So hatte sich nach und nach ein ausgedehntes Nah- und Fernpendlerwesen entwickelt, bei dem Tausende von Bergleuten und Industriearbeiter stundenlange Fußmärsche und später Eisenbahnfahrten auf sich nahmen, um zu ihrem Arbeitsplatz zu gelangen. Da ihr Arbeitsverdienst kaum für ein erträgliches Auskommen reichte – 1861 verdiente ein einfacher Bergmann um 150 Taler, eine Arbeiterfamilie brauchte für Wohnen, Essen, Heizen, Kleidung, Hausrat und so weiter etwa 150 bis 200 Taler – mussten die Arbeiter zu Hause in ihren Heimatdörfern daneben noch weiter Landwirtschaft betreiben. Da die Männer gewöhnlich erst am späten Samstagabend in ihre Dörfer heimkehrten, waren auf der anderen Seite Frauen und Kinder gezwungen, die Woche über die landwirtschaftlichen Arbeiten zu verrichten.

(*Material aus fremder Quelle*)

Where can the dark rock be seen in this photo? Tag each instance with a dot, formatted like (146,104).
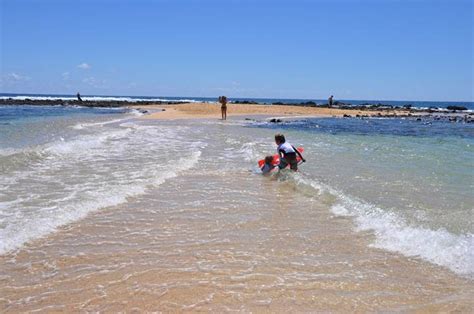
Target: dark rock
(456,108)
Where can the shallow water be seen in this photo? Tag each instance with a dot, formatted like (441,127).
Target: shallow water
(173,215)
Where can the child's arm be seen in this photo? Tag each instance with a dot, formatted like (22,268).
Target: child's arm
(299,154)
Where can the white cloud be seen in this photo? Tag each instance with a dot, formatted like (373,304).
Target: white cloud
(84,66)
(96,83)
(17,77)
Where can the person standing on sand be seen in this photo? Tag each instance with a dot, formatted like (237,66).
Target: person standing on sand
(223,102)
(330,100)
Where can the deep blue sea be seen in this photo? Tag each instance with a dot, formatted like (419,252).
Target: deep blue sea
(416,104)
(410,182)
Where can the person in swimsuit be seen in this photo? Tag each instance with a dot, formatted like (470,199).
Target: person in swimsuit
(287,153)
(268,165)
(223,102)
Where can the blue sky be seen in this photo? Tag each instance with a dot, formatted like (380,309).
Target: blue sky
(377,49)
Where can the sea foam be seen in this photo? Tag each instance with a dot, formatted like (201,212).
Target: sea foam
(393,233)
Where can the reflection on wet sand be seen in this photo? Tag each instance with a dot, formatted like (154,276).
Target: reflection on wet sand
(199,242)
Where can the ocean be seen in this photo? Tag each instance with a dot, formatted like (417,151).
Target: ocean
(178,210)
(399,103)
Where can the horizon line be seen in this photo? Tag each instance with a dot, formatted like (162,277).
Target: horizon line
(181,96)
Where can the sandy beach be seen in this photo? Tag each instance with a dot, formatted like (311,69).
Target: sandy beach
(196,228)
(212,110)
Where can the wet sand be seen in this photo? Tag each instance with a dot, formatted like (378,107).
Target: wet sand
(207,242)
(209,110)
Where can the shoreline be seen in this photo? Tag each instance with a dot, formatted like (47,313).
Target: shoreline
(210,235)
(212,110)
(186,109)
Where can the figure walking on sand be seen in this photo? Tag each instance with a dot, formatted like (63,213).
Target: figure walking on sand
(223,102)
(330,100)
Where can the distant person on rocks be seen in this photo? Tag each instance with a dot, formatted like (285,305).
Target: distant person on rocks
(223,102)
(330,101)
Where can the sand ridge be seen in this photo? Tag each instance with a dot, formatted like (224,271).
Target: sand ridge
(212,110)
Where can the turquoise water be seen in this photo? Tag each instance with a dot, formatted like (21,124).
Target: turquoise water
(415,104)
(407,182)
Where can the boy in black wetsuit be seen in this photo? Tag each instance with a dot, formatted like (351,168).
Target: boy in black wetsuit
(287,153)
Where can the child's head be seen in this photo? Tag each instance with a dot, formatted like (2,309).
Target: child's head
(269,159)
(279,139)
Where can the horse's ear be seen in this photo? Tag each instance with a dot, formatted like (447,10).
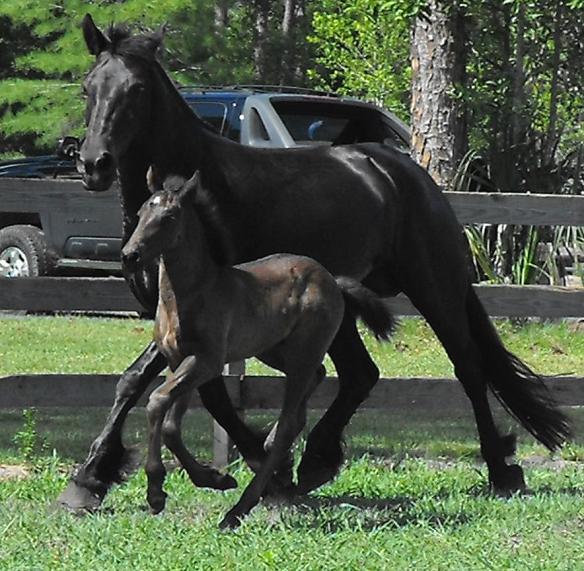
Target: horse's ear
(94,38)
(190,188)
(153,180)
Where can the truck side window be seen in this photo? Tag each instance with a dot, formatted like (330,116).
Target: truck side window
(257,128)
(213,113)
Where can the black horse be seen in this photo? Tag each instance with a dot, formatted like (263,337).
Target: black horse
(366,211)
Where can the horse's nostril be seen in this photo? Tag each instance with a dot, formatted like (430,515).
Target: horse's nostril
(104,161)
(130,259)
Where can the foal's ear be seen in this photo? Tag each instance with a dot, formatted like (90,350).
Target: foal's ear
(153,180)
(94,38)
(190,188)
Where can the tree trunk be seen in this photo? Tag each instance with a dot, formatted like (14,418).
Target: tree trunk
(260,55)
(221,14)
(438,66)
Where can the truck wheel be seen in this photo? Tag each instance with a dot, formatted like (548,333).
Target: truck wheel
(24,252)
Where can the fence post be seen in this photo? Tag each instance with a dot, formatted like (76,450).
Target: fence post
(223,450)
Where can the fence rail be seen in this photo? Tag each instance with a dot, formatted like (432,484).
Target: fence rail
(261,392)
(112,294)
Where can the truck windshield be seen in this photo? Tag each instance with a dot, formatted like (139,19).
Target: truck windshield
(310,122)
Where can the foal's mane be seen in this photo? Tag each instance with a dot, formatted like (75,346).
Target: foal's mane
(207,209)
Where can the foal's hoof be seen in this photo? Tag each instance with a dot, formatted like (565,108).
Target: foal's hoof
(211,478)
(157,502)
(509,482)
(225,482)
(231,521)
(309,481)
(77,499)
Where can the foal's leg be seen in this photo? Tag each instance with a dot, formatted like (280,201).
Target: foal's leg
(295,395)
(201,475)
(190,374)
(216,400)
(282,482)
(357,376)
(107,454)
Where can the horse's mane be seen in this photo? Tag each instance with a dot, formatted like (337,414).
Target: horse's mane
(207,209)
(122,42)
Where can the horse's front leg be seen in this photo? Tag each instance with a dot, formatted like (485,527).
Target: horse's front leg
(191,373)
(107,456)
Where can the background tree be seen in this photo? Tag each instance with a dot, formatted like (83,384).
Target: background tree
(362,48)
(43,57)
(438,59)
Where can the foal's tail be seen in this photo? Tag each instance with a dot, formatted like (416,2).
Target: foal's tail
(520,390)
(362,303)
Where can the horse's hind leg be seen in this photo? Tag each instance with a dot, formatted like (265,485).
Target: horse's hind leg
(357,376)
(452,329)
(201,475)
(107,455)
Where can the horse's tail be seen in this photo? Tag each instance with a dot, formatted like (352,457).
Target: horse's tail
(363,304)
(521,391)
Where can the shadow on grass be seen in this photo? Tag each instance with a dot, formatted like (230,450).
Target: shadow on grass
(334,514)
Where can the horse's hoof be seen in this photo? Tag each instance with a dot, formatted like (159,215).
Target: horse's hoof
(157,502)
(226,482)
(77,499)
(230,522)
(309,481)
(510,482)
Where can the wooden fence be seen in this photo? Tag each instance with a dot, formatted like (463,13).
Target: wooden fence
(112,294)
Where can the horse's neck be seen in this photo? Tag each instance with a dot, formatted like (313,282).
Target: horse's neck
(187,269)
(177,133)
(133,188)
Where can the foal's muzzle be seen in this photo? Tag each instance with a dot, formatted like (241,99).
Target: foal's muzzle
(131,260)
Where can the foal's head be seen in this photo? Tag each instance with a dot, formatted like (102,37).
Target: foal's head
(162,221)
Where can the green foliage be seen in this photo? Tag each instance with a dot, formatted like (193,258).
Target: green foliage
(28,441)
(40,75)
(362,49)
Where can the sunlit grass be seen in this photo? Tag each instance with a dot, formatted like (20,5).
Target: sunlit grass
(97,345)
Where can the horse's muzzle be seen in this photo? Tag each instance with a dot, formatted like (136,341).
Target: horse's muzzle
(97,174)
(130,260)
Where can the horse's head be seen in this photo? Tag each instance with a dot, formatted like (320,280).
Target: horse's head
(161,222)
(119,99)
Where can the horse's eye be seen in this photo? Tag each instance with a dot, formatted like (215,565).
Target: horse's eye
(137,89)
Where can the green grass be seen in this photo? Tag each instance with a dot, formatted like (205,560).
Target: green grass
(91,345)
(418,505)
(411,495)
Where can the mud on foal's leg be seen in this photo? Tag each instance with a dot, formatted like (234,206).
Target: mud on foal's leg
(358,374)
(191,373)
(282,483)
(295,394)
(200,474)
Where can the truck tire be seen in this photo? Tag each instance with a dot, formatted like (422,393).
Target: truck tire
(24,252)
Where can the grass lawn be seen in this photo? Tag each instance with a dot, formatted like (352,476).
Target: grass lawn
(412,493)
(86,345)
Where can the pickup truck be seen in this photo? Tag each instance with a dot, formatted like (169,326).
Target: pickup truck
(49,224)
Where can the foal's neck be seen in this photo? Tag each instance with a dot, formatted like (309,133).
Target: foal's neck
(187,270)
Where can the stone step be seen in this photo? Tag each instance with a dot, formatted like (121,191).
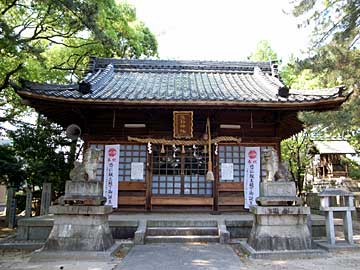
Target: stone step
(154,231)
(181,239)
(181,223)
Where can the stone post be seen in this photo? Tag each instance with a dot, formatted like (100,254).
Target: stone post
(9,201)
(45,199)
(12,214)
(28,206)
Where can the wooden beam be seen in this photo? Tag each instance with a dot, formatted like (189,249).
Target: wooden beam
(231,200)
(131,200)
(182,200)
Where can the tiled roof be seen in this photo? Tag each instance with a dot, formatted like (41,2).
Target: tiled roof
(334,147)
(188,81)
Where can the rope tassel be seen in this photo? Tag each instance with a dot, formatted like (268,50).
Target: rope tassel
(209,174)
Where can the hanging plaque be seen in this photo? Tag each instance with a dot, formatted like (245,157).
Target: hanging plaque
(183,124)
(137,171)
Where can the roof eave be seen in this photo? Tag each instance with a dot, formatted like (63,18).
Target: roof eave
(318,105)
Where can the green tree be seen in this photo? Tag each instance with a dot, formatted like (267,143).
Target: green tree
(334,60)
(11,168)
(296,152)
(263,52)
(44,154)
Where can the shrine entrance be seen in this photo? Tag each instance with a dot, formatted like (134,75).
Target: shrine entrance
(180,171)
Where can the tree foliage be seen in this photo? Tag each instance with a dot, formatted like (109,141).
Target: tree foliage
(43,152)
(296,151)
(263,52)
(334,60)
(11,169)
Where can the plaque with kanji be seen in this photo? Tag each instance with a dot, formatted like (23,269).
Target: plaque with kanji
(183,124)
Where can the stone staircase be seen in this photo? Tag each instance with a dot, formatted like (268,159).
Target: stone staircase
(181,231)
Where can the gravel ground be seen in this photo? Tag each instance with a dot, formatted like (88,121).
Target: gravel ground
(16,260)
(335,261)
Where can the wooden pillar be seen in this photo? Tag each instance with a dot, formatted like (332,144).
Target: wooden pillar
(10,194)
(28,206)
(45,199)
(330,230)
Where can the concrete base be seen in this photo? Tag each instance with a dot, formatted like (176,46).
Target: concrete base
(42,255)
(280,254)
(339,246)
(279,228)
(80,228)
(124,225)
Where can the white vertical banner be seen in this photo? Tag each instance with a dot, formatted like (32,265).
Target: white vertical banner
(252,175)
(111,174)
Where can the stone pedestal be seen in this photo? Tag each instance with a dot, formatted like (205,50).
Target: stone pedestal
(80,228)
(84,193)
(280,228)
(278,193)
(81,219)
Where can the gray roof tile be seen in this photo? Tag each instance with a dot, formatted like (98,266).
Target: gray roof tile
(159,80)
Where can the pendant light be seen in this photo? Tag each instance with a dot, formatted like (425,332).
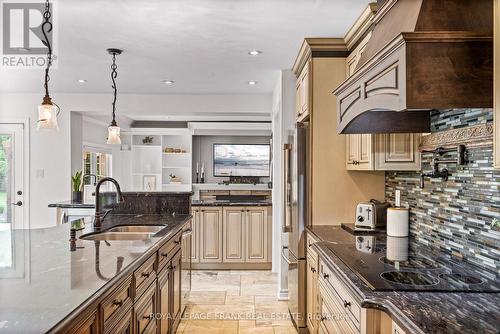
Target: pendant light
(113,128)
(48,110)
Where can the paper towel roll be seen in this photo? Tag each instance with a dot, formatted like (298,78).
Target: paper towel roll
(397,249)
(397,222)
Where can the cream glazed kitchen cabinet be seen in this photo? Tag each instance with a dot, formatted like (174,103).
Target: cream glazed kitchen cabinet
(195,226)
(245,233)
(210,230)
(233,227)
(302,93)
(379,152)
(231,237)
(256,234)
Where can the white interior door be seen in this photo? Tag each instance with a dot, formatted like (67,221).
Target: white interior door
(12,193)
(13,210)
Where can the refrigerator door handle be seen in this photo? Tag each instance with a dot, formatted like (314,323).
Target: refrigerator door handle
(287,191)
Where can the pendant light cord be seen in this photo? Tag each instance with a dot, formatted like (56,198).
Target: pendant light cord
(114,74)
(46,29)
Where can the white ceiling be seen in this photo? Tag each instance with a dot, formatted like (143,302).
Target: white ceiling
(200,44)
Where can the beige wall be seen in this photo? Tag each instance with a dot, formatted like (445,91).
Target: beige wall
(335,191)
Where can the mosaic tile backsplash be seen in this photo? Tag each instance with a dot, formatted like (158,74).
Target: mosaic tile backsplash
(455,216)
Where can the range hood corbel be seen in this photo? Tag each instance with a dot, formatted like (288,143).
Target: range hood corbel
(423,55)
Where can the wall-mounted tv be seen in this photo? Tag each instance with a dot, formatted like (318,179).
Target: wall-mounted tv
(241,160)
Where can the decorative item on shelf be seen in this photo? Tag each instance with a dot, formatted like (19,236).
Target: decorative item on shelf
(175,179)
(202,173)
(48,111)
(149,182)
(495,224)
(147,140)
(113,128)
(197,172)
(76,181)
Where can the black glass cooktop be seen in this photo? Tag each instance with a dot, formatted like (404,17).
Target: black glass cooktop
(398,264)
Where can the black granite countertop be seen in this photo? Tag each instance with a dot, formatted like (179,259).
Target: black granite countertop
(72,205)
(231,203)
(50,282)
(415,312)
(79,205)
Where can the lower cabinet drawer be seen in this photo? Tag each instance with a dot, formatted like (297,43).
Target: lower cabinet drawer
(145,310)
(125,325)
(334,316)
(145,275)
(116,304)
(168,250)
(339,293)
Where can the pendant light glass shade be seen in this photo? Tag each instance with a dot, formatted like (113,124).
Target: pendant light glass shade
(114,135)
(47,115)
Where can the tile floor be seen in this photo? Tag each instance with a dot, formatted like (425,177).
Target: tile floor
(235,302)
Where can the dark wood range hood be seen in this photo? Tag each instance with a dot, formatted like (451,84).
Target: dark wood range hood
(423,55)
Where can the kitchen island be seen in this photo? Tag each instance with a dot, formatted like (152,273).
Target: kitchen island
(101,285)
(411,311)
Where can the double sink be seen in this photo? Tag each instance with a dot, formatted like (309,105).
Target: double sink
(126,232)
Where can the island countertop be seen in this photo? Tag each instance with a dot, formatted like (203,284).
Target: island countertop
(415,312)
(48,281)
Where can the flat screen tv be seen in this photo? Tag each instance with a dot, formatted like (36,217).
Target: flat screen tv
(241,160)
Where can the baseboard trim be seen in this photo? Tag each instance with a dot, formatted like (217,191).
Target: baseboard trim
(283,295)
(231,266)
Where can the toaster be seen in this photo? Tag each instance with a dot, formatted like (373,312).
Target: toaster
(371,215)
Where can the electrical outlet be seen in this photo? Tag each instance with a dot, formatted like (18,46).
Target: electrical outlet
(397,199)
(40,173)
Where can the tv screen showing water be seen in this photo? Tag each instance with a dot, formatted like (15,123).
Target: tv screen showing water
(241,160)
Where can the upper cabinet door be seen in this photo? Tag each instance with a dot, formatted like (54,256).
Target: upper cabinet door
(352,150)
(257,234)
(365,151)
(234,234)
(303,95)
(210,234)
(359,152)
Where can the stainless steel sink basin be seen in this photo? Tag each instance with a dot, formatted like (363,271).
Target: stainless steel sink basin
(129,232)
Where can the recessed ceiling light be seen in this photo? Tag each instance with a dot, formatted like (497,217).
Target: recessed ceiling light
(254,52)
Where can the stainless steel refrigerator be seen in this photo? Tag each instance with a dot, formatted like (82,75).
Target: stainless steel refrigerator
(295,156)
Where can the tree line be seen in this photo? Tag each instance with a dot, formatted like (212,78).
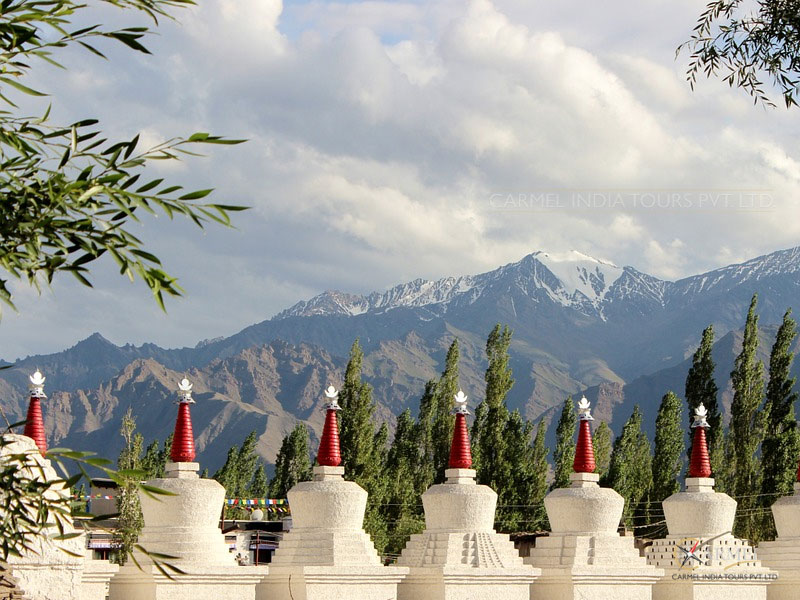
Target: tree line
(754,458)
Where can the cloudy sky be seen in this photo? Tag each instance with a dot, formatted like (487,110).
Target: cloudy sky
(396,140)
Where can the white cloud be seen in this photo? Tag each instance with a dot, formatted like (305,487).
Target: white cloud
(379,131)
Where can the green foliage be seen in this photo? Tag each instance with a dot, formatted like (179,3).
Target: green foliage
(363,448)
(444,420)
(489,431)
(630,472)
(423,433)
(69,194)
(402,508)
(35,508)
(538,520)
(227,475)
(564,454)
(669,448)
(747,427)
(130,520)
(781,446)
(154,460)
(356,427)
(259,486)
(748,44)
(702,389)
(293,464)
(246,464)
(601,440)
(520,483)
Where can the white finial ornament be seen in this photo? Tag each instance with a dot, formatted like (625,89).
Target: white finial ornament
(700,414)
(37,384)
(185,391)
(461,404)
(584,410)
(332,394)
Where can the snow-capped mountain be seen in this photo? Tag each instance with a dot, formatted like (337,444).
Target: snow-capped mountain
(572,279)
(580,324)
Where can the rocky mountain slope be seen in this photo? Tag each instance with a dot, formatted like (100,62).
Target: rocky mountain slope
(579,324)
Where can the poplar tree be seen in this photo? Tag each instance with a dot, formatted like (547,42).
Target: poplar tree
(538,514)
(517,486)
(564,454)
(130,520)
(424,472)
(363,448)
(498,383)
(246,463)
(630,472)
(356,429)
(669,448)
(781,446)
(228,474)
(702,389)
(402,507)
(747,427)
(443,420)
(601,440)
(151,461)
(292,464)
(259,486)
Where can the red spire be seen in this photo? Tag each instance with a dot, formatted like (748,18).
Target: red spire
(460,452)
(584,451)
(34,424)
(329,454)
(700,465)
(183,438)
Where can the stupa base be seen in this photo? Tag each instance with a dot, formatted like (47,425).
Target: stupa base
(597,583)
(330,583)
(467,583)
(48,581)
(96,577)
(198,583)
(600,567)
(782,555)
(712,584)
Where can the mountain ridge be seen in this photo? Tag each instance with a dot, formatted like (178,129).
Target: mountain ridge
(580,325)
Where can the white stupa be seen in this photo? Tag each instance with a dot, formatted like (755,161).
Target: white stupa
(701,557)
(327,555)
(185,526)
(459,556)
(50,571)
(585,557)
(783,554)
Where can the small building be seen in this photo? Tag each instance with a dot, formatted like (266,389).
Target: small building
(254,541)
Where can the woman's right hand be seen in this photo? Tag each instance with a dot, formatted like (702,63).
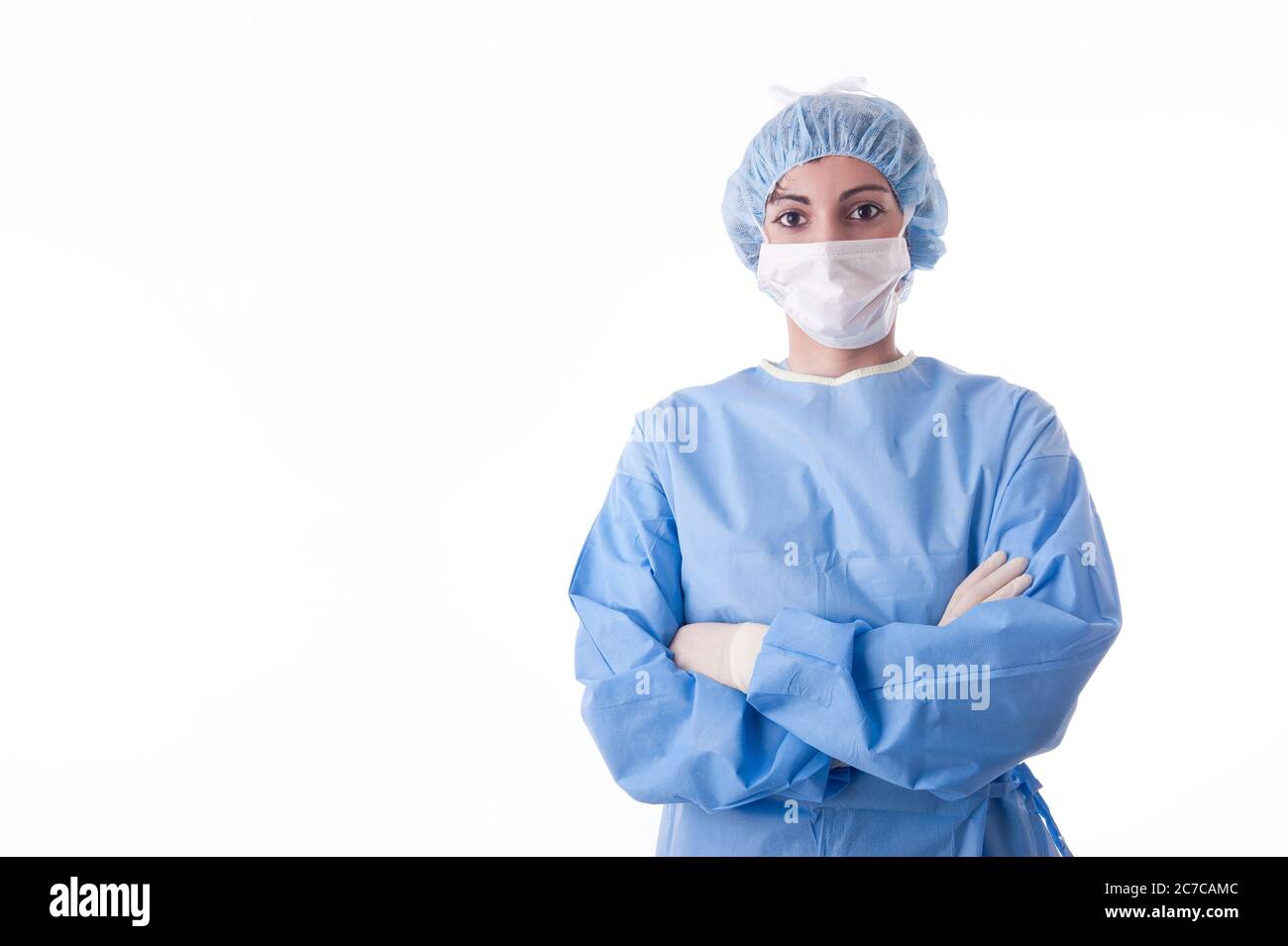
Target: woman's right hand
(995,579)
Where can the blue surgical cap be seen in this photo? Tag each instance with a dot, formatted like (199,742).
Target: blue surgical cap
(861,125)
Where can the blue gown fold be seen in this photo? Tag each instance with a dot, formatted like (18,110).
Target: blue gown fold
(844,514)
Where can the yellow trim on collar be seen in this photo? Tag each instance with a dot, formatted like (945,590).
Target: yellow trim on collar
(898,365)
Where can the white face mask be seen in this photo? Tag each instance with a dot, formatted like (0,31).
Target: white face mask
(841,292)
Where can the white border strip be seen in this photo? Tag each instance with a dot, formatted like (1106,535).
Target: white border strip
(898,365)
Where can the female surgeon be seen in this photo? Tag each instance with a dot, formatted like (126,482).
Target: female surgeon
(833,602)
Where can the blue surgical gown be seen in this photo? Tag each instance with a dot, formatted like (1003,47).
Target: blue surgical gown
(842,512)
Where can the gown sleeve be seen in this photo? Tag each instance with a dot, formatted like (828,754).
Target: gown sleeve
(666,734)
(844,686)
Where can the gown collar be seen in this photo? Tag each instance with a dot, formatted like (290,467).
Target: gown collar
(785,374)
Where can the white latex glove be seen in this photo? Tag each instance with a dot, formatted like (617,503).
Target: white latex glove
(995,579)
(726,653)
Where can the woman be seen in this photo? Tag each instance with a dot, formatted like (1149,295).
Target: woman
(832,604)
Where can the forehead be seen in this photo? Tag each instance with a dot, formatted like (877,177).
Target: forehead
(829,172)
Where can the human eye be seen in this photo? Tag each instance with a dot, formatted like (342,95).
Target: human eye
(875,207)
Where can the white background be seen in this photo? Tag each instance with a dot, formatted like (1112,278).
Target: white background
(322,326)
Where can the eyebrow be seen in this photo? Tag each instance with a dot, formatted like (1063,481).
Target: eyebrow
(845,196)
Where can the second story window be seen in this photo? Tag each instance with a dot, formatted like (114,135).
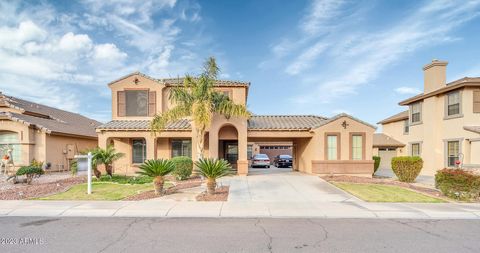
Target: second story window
(453,103)
(416,113)
(137,102)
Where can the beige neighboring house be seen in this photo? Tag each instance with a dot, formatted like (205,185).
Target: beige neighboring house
(337,145)
(442,125)
(43,133)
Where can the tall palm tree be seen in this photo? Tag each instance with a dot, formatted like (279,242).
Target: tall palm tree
(107,157)
(198,100)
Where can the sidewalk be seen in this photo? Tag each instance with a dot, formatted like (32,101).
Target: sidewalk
(167,208)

Bevor 1897 seinerzeit die Eisenbahnstrecken von Wadern über Primsweiler und Lebach ins Saarrevier beziehungsweise 1903 die Kleinbahn Merzig-Büschfeld fertiggestellt und dem Verkehr übergeben worden waren, war der Weg zur Arbeit vor allem für die Menschen aus dem Hochwald deshalb mit heute kaum vorstellbaren Mühen verbunden. Erst samstags konnten die Männer, was schon gesagt wurde, wieder nach Hause zurückkehren und mussten montags in aller Herrgottsfrühe wieder zu ihren Arbeitsplätzen aufbrechen. „Hartfüßler“ wurden sie deswegen auch genannt. Daneben gab es auch noch die Bezeichnung „Hohwäller Knubbespaller“ für diejenigen, die neben ihrer eigentlichen Arbeit auf den Gruben und Hütten Brennholz für begüterte Familien im Saargebiet an Ort und Stelle spalteten und sich so zu ihrem Lohn noch etwas hinzu verdienten.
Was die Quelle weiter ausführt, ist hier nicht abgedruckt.